Omni-Directional Pathing

The term non-linear is often applied to digital storytelling when multi-pathing is probably more descriptive of the new challenge within the medium. Non-linear in its strictest sense simply means non-chronological. This is nothing new in storytelling. In the Odyssey [HtSBBC], written about 800 BC, when Odysseus returns home, his old nurse recognises him while washing his feet and goes into a long reminiscence which forms a digression about Odysseus when he was a young man before the opening of the story. In film this would be done through a flashback. Non-linearity when applied to digital narrative could be defined as laying out a story so that the reader can leap from any one point in the story to any other point in the story. However, to circumvent any confusion, I will refer to this as omni-directional pathing. This sort of pathing is a tricky task at best and is usually met by either reverting to prose poetry, or anti-fiction and the purely aesthetic. A number of works on the Eastgate publication list represents these approaches, such as Stuart Moulthrop's Victory Garden [Mou91] or Michael Joyce's afternoon, a story [Joy91].
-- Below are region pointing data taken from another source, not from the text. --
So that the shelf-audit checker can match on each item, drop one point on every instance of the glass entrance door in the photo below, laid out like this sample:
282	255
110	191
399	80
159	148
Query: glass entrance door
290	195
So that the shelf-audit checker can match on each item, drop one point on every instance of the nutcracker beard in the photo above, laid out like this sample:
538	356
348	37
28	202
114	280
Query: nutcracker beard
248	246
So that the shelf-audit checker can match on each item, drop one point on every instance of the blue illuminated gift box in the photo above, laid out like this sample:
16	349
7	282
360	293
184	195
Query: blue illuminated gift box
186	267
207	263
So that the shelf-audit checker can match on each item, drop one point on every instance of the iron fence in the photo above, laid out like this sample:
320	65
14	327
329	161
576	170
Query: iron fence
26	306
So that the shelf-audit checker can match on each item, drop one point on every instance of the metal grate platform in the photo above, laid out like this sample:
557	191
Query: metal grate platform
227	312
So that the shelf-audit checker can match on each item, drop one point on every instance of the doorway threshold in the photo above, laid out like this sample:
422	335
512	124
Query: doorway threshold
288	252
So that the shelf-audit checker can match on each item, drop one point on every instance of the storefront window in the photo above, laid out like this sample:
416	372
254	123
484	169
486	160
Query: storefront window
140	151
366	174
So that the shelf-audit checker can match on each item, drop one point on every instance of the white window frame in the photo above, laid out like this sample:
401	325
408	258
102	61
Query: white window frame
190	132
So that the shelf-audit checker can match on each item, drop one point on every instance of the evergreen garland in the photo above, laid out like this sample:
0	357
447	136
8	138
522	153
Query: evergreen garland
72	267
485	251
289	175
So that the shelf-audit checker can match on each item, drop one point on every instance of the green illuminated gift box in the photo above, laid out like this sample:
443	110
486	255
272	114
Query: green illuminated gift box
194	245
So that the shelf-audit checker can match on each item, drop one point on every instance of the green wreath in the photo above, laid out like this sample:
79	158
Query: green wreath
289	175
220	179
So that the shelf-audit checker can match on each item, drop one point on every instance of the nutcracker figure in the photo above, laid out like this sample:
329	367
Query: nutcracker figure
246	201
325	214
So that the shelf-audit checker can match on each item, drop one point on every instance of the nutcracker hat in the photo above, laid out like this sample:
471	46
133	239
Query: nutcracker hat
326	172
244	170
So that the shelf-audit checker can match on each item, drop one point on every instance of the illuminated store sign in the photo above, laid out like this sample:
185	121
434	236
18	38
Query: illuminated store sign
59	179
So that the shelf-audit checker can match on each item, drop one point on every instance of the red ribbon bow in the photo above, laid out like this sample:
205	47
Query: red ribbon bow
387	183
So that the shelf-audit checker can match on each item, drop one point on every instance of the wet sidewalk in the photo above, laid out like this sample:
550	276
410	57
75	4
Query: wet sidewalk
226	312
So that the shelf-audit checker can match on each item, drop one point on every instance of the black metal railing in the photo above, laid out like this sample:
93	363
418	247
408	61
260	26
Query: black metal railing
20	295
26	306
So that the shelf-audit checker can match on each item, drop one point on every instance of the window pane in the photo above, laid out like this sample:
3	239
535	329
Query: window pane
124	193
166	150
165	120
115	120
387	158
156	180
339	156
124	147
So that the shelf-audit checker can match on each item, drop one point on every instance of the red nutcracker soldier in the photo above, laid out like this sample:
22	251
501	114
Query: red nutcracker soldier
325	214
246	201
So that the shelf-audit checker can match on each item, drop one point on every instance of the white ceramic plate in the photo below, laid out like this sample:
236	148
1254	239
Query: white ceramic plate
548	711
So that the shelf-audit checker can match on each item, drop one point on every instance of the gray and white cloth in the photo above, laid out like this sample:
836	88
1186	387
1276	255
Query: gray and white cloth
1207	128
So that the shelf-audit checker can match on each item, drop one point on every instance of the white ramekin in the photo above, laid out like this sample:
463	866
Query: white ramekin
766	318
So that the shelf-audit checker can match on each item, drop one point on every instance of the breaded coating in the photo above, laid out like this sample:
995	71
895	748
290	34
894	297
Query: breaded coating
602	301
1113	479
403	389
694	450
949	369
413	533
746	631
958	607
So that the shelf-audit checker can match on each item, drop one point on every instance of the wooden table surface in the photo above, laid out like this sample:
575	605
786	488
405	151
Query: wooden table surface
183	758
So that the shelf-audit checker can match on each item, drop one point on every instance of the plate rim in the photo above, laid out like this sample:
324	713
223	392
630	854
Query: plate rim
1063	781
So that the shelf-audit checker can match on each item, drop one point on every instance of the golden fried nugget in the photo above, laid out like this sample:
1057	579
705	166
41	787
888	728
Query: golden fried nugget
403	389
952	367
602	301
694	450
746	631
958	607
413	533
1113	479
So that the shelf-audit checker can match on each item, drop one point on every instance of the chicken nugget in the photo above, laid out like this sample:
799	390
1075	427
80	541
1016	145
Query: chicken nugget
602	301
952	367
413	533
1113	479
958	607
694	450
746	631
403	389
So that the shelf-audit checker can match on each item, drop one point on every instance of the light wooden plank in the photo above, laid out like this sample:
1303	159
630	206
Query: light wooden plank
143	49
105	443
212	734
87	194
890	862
I have found it unusual to discover anything like a complete story coming out of this shape, because lack of narrative progression provides too little support for developing character and plot. For a short work the audience may be willing to wade through all segments of a narrative in order to piece together a coherent story. For a longer work the tendency is for people to lose interest after only a few screens. The most workable solution may be to create narratives for the omni-directional pathing shape much like Old Possum's Book of Practical Cats [Eli39] by T.S. Eliot or Our Town [Wil38] by Thornton Wilder which are collections of short self-contained stories held together by a common theme.